Votre pain préféré ?
Difficile à dire. J’aime le pain au levain, je n’arrive presque plus à manger du pain à la levure, pour moi c’est vraiment moins bon, moins digeste. Le pain que je préfère, c’est un pain avec une bonne croûte, j’aime quand il est bien cuit. En termes de farine, de céréales, j’aime le seigle. Une bonne tourte de seigle ou un pain de méteil qui mélange seigle et blé
D’où viennent les céréales que vous utilisez ?
Je travaille dans une boulangerie, donc je n’ai pas vraiment le choix des farines, c’est mon patron qui décide. Si je dois utiliser des farines pour ma conso perso, je vais utiliser des farines de paysans. Souvent j’achète le plus local possible, des farines moulues sur meules de pierre. Ce ne sont pas des moutures qui sont explosées par les cylindres des moulins modernes, mais des farines dont le grain a été déroulé pour ne pas l’abîmer. C’est ce qu’on utilise aussi au fournil, elles viennent principalement de notre région, elles sont bio. On essaie au maximum de prendre des farines qui viennent de paysans locaux. Aujourd’hui, dans les boulangeries conventionnelles, on ne se pose pas du tout la question de la provenance de la farine alors qu’on se la pose depuis longtemps pour nos fruits et légumes. Pour la farine ça paraît évident, “elles viennent du moulin quoi”.

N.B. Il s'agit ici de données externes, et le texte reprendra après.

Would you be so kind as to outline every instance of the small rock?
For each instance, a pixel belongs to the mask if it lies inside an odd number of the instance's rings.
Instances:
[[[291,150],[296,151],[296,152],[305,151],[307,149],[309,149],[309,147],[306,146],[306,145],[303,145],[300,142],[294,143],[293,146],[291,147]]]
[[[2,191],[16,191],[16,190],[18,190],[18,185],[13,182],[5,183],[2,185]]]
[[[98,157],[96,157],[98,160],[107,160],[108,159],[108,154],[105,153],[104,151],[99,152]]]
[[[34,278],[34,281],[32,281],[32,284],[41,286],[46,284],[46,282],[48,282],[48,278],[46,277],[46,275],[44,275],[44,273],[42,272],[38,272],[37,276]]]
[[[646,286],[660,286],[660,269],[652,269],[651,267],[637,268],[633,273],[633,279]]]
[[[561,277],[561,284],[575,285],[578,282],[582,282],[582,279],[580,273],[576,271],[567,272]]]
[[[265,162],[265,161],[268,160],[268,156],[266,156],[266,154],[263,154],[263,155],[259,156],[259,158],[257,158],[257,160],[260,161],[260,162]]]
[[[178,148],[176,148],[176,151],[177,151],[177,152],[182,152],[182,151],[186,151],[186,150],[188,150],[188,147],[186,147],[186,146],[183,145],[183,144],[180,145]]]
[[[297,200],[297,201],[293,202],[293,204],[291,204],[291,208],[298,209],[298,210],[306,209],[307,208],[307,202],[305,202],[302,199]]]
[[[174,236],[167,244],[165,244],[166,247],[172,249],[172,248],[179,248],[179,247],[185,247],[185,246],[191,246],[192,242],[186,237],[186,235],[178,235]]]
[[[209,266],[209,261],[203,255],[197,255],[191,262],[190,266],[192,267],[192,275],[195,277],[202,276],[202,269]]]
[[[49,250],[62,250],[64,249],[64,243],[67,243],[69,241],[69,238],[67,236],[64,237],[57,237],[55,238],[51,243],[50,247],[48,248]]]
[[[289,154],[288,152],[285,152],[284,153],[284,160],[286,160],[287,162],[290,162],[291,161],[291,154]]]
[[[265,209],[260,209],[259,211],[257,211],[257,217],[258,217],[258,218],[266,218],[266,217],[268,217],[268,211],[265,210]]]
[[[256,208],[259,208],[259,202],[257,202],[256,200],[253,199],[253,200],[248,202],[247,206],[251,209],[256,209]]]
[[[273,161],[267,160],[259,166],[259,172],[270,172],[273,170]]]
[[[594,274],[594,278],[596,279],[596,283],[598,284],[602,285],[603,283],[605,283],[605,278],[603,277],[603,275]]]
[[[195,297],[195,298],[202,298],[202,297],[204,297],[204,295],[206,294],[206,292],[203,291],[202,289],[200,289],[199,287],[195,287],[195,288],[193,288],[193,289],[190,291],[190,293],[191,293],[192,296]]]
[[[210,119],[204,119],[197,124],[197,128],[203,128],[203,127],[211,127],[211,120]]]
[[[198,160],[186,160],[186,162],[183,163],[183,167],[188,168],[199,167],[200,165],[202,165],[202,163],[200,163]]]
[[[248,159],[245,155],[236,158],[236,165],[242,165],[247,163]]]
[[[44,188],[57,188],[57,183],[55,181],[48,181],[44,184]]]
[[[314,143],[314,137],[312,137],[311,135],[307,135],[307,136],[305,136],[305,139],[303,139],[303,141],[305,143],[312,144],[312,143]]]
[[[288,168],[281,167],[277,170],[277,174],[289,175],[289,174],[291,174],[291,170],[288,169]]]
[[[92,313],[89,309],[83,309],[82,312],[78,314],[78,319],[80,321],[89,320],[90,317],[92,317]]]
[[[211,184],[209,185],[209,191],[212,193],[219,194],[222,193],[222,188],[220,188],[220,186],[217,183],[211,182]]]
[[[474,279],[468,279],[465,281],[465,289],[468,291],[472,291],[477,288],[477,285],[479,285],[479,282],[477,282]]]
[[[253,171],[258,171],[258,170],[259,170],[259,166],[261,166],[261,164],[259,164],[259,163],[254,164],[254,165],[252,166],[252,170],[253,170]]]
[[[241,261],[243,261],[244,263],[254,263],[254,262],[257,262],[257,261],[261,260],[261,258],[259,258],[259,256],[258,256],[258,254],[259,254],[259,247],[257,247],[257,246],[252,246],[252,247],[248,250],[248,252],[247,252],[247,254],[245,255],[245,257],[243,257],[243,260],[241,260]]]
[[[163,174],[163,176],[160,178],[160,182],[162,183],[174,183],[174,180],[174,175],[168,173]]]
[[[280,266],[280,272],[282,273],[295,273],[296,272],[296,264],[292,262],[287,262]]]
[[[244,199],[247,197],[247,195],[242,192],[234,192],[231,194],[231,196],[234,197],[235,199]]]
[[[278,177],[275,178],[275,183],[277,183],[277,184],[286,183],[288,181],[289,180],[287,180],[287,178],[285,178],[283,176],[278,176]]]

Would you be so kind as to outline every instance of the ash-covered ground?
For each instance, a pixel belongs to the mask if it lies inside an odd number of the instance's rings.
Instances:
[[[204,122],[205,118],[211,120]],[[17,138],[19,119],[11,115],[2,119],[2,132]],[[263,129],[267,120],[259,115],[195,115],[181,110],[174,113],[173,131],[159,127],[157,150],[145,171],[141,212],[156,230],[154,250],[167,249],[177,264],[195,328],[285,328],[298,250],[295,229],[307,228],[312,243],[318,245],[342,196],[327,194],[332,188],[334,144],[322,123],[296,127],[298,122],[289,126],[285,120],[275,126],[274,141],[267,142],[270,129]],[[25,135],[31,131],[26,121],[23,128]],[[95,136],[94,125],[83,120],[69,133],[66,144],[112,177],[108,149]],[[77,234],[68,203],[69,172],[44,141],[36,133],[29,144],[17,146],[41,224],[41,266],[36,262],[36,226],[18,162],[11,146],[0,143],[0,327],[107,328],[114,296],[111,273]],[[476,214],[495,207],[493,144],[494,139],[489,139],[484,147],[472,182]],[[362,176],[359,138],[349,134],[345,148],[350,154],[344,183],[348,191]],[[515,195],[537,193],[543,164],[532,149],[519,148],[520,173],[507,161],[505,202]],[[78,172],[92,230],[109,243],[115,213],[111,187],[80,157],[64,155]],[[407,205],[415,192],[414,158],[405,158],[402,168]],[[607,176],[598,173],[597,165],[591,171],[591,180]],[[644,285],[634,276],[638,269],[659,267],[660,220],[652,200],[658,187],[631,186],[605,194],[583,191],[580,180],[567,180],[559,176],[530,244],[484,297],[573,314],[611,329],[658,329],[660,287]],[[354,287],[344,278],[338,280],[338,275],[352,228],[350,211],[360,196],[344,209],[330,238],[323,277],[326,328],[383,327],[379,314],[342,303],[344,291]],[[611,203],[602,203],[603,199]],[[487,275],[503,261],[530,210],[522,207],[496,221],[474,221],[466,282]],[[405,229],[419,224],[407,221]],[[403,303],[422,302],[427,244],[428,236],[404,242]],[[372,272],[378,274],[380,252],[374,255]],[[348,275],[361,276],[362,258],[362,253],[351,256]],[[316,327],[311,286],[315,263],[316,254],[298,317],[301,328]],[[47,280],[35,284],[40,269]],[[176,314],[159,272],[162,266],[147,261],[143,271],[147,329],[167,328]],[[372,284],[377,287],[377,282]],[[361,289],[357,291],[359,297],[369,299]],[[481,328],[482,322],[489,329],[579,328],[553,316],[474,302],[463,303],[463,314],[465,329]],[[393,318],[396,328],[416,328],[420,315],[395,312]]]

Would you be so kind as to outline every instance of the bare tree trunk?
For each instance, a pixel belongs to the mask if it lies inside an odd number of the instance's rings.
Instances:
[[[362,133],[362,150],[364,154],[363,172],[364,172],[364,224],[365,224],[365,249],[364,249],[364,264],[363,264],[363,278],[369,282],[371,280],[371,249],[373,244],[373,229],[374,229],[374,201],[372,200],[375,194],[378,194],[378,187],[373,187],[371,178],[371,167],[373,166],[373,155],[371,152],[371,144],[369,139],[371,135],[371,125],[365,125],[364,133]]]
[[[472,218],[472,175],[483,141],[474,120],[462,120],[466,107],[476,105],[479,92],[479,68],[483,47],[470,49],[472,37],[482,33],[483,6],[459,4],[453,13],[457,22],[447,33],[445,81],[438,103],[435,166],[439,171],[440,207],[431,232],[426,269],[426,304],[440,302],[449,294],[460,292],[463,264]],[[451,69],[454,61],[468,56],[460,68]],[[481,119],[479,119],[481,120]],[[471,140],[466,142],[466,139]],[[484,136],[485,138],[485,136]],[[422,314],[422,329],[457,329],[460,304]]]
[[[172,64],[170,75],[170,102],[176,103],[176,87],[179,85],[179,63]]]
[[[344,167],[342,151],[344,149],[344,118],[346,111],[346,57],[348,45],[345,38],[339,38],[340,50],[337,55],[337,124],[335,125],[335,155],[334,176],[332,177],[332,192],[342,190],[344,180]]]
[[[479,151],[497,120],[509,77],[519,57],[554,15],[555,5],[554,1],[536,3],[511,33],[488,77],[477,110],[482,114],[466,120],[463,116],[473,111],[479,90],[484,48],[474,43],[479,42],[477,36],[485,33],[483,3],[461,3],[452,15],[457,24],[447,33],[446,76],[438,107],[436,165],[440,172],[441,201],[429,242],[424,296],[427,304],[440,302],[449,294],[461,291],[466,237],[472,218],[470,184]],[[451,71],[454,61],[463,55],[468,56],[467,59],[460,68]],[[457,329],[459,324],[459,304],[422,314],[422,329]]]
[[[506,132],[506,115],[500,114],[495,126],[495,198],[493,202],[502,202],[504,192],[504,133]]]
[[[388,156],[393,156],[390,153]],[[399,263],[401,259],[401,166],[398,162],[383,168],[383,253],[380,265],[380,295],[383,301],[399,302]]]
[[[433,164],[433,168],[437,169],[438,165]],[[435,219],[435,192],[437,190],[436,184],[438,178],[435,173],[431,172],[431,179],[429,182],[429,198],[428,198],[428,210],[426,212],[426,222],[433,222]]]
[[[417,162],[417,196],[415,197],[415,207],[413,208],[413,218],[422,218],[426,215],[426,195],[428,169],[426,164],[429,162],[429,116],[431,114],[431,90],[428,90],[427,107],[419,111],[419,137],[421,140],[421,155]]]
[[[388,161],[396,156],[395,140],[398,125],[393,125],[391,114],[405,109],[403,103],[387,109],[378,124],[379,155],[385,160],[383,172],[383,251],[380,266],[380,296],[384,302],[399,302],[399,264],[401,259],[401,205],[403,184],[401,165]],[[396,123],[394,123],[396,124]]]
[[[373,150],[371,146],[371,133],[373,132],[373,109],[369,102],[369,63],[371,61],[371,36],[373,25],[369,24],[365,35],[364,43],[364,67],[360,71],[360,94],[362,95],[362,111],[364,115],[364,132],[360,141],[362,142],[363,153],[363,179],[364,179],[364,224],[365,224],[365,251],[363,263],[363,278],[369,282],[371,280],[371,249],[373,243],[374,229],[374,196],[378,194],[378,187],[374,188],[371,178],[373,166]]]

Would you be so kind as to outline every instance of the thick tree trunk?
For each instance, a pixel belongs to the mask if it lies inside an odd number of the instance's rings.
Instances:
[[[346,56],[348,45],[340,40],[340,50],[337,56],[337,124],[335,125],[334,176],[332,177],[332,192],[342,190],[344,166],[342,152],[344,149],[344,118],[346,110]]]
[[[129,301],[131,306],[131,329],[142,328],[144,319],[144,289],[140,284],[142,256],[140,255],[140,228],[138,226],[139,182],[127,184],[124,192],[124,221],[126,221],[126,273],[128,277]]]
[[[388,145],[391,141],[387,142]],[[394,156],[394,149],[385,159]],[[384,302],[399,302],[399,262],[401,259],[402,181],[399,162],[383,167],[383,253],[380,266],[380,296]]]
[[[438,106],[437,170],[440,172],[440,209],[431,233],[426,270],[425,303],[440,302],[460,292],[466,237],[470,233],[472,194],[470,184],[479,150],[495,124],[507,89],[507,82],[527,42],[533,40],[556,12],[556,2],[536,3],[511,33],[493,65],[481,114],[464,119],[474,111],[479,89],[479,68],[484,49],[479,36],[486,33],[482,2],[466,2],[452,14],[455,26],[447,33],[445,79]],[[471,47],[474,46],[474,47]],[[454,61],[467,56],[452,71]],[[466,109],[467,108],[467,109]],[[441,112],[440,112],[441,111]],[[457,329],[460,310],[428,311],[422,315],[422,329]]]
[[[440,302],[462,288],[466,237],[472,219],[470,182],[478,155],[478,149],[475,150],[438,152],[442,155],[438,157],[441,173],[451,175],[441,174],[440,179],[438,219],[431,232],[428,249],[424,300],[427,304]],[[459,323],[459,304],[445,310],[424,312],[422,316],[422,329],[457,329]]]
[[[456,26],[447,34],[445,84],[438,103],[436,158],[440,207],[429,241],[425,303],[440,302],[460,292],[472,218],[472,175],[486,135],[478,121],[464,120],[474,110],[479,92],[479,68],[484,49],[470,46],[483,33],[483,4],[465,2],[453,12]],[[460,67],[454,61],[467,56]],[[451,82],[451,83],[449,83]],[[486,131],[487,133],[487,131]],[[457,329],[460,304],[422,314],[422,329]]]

Qu’est-ce qui lie vos trois passions : le pain, le vélo, la photo ?
Les trois sont un peu des véhicules, des supports de mise en valeur de la culture, du territoires, des gens, par l’émerveillement des sens. Le pain c’est à la fois visuellement, gustativement, des sensations qui sont chouettes. L’histoire du pain, des boulangers, c’est la culture, les territoires etc. Le vélo c’est un voyage dans l’espace, dans les émotions, dans ton corps. C’est de l’émerveillement, de la sensation que seul le vélo permet de ressentir. La photo c’est une histoire, une image, ça peut émerveiller, ça peut choquer.
Votre objet du quotidien ?
Mon vélo. C’est la chose dont je me sers le plus au quotidien. Quand je sors de chez moi je prends mon vélo direct.
Un lieu à nous faire découvrir ?
Tant qu’on y est, moi je suis à Montreuil-sur-Mer, c’est hyper joli, c’est pas très connu. C’est dans le Pas-de-Calais (62) et c’est une très belle ville fortifiée sur une colline avec de jolies petites maisons. C’est très beau !
Un lien vers une personne ou un collectif pour une prochaine interview ?
C’est un copain, Timothée Vernier qui fait partie d’un collectif qui s’appelle le Permacooltour, qui fait un tour de France des initiatives, tout ce qui est éco-lieux, permaculture etc. Ils sont à vélo aussi,ils vont peut-être se stabiliser et changer de format bientôt, ils écrivent, ils prennent des photos etc.
A-t-on oublié une question ?
Je ne pense pas, non. Mais je pense que c’est important de se poser cette question : “d’où vient ce qu’on mange ?” de s’intéresser au territoire dans lequel on vit, aux cultures autour. Il faut bien se poser ces questions-là au quotidien.